I have separated from my husband. We were married for 2 years. I left almost two months ago. When I left my mother and sister had to come over to help me get out. I was an emotional wreck and I couldn't take it anymore. My husband has hit me at least once in our marriage. But I have to say the emotional abuse that I've been dealing with has been the worse. I love him, it breaks my heart and I am so confused. We have had problems since about a month after we got married and I found out about him having a lot of credit card debt and not even opening the bills. Things just kept getting worse and I feel like I have lost all my trust in him. I put on a happy face. I am very good at pretending and just working through life that way. At some point I decided I just could do it anymore. I still haven't come face to face with him or even talked to him as much as on the phone since I left. There have been short and to the point emails and text messages. I am very afraid of him. Mostly because I'm afraid of him hurting me. The look of hate in his eyes that night and the monster that I had been living with scare the heck out of me. I grew up with an abusive father and my mom's mom getting brutally murdered. 

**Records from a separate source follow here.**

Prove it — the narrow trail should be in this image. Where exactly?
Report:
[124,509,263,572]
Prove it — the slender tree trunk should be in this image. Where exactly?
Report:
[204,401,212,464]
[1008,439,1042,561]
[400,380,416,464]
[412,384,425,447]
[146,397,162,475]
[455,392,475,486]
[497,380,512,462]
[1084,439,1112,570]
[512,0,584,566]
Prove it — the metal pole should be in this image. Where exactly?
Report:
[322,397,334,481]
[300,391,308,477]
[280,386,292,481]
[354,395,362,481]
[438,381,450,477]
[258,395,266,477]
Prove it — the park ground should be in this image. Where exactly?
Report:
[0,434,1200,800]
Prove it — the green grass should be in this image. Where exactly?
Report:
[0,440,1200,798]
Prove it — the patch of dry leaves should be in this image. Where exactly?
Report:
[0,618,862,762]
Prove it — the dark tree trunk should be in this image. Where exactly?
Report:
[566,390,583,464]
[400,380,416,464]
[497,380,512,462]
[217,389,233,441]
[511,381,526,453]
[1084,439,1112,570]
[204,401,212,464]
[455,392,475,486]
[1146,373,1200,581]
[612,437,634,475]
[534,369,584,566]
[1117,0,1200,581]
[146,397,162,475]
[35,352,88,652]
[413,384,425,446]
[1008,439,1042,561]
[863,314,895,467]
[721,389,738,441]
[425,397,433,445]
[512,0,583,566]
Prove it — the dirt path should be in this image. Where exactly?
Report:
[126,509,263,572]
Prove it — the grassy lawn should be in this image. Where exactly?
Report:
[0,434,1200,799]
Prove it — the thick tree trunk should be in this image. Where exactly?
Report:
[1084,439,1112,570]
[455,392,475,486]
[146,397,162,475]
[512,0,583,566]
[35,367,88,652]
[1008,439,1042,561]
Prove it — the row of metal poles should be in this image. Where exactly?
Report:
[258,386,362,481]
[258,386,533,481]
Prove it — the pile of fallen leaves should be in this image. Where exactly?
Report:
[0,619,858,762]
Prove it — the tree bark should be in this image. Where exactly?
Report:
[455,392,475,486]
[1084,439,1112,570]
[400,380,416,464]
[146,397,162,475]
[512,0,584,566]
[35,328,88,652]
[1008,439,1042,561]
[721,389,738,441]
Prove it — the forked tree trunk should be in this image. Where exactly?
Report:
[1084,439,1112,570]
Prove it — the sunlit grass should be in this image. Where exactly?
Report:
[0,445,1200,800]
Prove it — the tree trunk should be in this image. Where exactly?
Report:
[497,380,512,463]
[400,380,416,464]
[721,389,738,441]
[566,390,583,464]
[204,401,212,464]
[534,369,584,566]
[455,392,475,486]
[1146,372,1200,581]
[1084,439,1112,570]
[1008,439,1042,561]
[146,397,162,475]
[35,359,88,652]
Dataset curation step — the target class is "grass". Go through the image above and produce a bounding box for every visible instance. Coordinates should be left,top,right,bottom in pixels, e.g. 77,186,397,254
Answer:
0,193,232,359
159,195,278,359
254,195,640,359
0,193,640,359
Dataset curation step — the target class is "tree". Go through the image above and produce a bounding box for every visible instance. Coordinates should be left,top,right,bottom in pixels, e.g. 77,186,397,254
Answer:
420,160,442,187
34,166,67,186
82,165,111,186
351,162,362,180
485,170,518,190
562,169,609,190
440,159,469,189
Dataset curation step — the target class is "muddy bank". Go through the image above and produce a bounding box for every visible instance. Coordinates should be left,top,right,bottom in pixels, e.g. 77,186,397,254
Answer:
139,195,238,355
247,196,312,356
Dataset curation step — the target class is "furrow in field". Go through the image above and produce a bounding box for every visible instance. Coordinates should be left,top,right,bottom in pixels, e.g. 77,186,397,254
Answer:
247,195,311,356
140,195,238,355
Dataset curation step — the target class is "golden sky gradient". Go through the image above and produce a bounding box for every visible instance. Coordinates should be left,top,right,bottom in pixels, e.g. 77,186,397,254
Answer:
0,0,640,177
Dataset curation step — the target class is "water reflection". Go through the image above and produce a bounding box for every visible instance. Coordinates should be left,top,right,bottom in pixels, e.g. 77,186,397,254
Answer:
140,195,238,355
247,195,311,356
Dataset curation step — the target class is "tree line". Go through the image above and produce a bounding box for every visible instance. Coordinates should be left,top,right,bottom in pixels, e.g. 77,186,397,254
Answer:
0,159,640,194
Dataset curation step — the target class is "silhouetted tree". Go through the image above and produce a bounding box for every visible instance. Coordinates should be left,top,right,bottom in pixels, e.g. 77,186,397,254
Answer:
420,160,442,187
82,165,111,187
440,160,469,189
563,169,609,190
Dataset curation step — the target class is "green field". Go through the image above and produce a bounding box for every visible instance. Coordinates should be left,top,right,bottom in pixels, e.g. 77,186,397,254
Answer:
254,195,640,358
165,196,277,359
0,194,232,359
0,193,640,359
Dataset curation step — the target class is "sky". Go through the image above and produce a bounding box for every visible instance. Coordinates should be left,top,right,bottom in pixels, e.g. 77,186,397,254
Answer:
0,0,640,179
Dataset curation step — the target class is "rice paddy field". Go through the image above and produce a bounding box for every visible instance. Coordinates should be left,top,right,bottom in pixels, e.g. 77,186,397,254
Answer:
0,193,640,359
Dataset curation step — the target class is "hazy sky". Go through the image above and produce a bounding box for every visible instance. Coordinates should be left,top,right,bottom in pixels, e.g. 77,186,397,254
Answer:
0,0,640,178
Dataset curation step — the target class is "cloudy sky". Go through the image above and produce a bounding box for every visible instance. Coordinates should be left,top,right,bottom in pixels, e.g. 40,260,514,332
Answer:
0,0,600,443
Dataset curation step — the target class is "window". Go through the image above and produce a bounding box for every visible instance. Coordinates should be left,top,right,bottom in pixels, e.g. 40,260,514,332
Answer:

I'm hurt and very depressed and so confused about everything. There is a part of me that wants to still fight even though most of our marriage has been me fighting for the marriage and him not doing anything towards it. Am I wrong for fighting for me? For fighting for a better life for me? 

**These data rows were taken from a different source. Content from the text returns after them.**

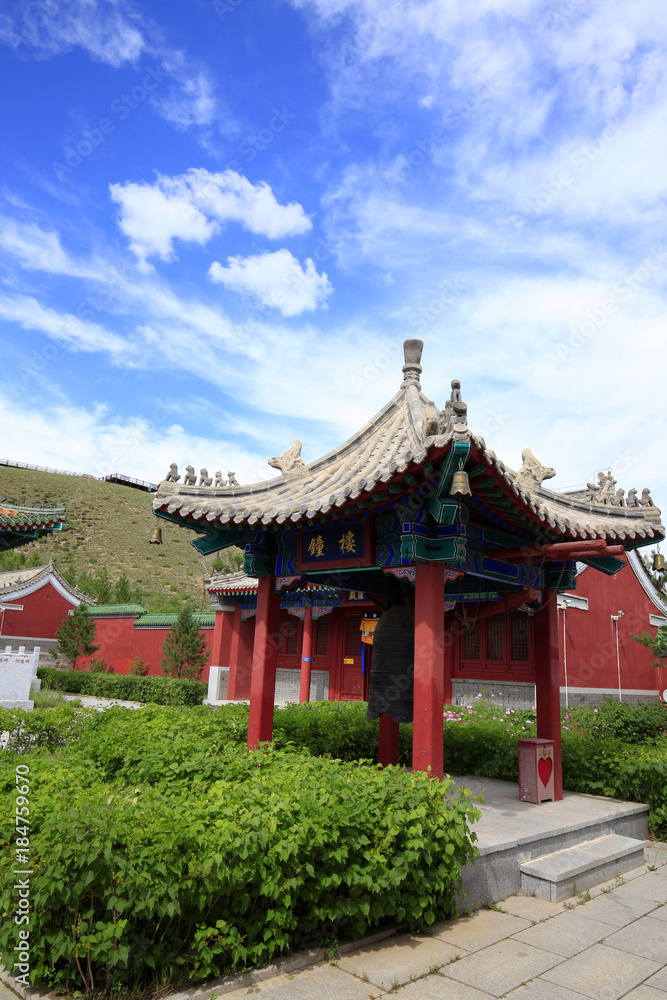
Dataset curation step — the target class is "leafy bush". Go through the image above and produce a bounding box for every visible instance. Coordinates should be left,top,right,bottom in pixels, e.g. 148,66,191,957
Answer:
88,656,107,674
37,667,206,705
0,740,479,992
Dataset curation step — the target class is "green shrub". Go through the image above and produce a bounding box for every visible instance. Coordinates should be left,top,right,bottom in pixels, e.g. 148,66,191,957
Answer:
37,667,206,705
0,740,479,992
88,656,107,674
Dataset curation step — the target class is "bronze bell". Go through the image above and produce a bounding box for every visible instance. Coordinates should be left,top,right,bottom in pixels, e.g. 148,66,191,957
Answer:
449,461,472,497
366,604,415,722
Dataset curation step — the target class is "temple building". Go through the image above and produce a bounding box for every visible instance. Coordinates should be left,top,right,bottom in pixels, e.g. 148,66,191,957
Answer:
153,340,665,798
0,497,69,552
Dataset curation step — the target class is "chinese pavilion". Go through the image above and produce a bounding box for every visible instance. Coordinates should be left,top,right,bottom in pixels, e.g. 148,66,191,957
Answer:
153,340,665,798
0,497,69,552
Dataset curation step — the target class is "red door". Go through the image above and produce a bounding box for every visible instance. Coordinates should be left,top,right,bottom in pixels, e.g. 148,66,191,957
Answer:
340,614,364,701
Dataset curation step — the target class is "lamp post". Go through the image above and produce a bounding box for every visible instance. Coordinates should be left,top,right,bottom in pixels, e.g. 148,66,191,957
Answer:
560,600,572,711
611,611,625,702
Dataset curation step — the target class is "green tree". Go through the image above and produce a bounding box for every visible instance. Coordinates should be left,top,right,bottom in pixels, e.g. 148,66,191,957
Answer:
95,566,113,604
160,605,208,680
113,569,132,604
56,604,100,670
630,625,667,667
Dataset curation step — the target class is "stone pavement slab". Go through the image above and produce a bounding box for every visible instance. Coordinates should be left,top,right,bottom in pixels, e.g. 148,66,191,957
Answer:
514,911,612,958
498,896,566,921
577,889,657,927
614,871,667,903
383,973,496,1000
338,934,467,990
604,917,667,963
505,979,582,1000
646,965,667,993
224,964,384,1000
542,944,659,1000
623,983,665,1000
442,938,564,997
433,910,531,951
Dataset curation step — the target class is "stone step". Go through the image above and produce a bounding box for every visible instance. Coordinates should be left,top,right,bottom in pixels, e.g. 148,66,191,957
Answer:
520,833,646,903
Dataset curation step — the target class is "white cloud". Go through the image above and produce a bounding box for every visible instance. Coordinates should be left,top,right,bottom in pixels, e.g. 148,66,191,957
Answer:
153,72,217,131
0,294,134,364
110,167,312,266
0,391,271,483
208,249,331,316
0,0,145,68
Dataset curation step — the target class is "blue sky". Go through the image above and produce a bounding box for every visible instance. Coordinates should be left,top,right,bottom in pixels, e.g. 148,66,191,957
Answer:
0,0,667,503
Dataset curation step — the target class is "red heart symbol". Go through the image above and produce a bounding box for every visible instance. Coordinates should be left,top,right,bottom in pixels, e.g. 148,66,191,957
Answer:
537,757,553,788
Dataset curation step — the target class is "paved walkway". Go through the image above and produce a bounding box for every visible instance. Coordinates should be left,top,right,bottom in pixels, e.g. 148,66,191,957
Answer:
210,845,667,1000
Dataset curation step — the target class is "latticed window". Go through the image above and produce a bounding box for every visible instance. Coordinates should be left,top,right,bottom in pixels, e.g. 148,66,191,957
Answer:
315,618,329,656
463,622,481,660
510,613,530,662
345,615,361,656
278,618,299,656
486,615,505,660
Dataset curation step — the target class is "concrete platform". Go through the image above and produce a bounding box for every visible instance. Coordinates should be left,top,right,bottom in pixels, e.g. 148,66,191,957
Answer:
454,776,649,910
521,833,646,903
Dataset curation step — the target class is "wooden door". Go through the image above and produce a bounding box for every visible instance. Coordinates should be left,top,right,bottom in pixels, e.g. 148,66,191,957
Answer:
340,614,364,701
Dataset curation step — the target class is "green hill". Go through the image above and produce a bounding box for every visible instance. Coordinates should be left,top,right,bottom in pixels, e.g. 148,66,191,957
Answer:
0,466,243,611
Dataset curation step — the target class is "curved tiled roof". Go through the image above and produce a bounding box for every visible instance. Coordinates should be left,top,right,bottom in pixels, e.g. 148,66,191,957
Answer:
153,341,664,545
0,561,96,604
470,434,665,543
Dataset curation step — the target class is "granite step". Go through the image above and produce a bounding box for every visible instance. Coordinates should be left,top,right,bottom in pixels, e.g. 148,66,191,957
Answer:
520,833,646,903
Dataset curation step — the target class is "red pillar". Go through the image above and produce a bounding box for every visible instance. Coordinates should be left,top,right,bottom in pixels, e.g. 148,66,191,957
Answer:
227,601,250,701
211,611,226,667
299,604,313,703
535,590,563,800
412,562,444,779
378,714,398,767
248,574,280,747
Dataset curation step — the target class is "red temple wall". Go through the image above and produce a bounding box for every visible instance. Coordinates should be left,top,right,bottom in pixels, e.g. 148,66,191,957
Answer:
81,618,213,682
558,565,667,691
0,581,76,639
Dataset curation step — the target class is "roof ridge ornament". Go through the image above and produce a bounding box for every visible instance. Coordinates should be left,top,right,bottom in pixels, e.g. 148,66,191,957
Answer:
514,448,556,493
268,441,308,481
402,340,424,389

I turned into a roommate or rather a caretaker or a mother just a companion rather than a wife and a lover. Just looking for some support and maybe a bit of direction with this. 

Thanks


----------



## Blanca (Jul 25, 2008)

skippyizz said:


> I put on a happy face. I am very good at pretending and just working through life that way.
> 
> There is a part of me that wants to still fight even though most of our marriage has been me fighting for the marriage and him not doing anything towards it.


I think you fought for your marriage the wrong way. You chose the under the rug approach, and if there's anything i know about that approach its that resentment builds up. resentment explodes and is really ugly. I know your H has a nasty side, but i also know you do, too. i can only imagine the fights you two had. 

Being good at pretending is not something to be proud of. It will destroy a relationship as fast as any physically abusive man will. You send out mixed signals and you arent honest with yourself. 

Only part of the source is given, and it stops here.